Abstract

Complexity of the ventricular tachycardia (VT) substrate and the size and thickness of infarction area border zones differ based on location of myocardial infarctions (MIs). These differences may translate into heterogeneity in the effectiveness of treatments. This study aims to examine the influence of infarct location on the effectiveness of VT ablation in comparison with escalated pharmacological therapy in patients with prior MI and antiarrhythmic drug (AAD)-refractory VT. VANISH trial participants were categorized based on the presence or absence of an inferior MI scar. Inverse probability of treatment weighted Cox models were calculated for each subgroup. Of 259 randomized patients (median age 69.8 years, 7.0% women), 135 had an inferior MI and 124 had a non-inferior MI. Among patients with an inferior MI, no statistically significant difference in the composite primary outcome of all-cause mortality, appropriate implantable cardioverter-defibrillator (ICD) shock, and VT storm was detected between treatment arms [adjusted hazard ratio (aHR) 0.80, 95% confidence interval (CI) 0.51-1.20]. In contrast, patients with non-inferior MIs had a statistically significant reduction in the incidence of the primary outcome with ablation (aHR 0.48, 95% CI 0.27-0.86).

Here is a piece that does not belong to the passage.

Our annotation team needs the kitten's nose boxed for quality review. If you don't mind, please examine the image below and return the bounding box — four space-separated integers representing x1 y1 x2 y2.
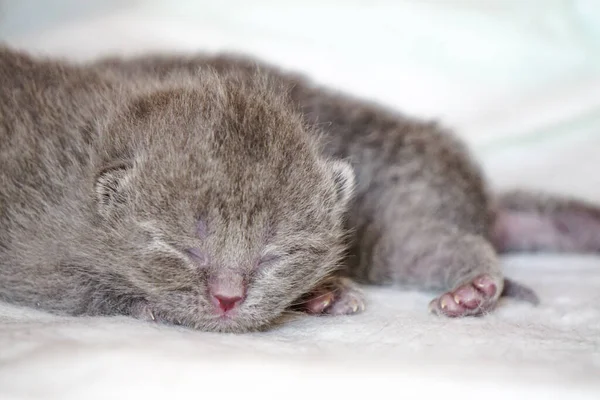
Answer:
214 294 242 312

In a sensitivity analysis of anterior MI patients (n = 83), a trend towards a reduction in the primary outcome with ablation was detected (aHR 0.50, 95% CI 0.23-1.09). The effectiveness of VT ablation versus escalated AADs varies based on the location of the MI. Patients with MI scars located only in non-inferior regions of the ventricles derive greater benefit from VT ablation in comparison to escalation of AADs in reducing VT-related events.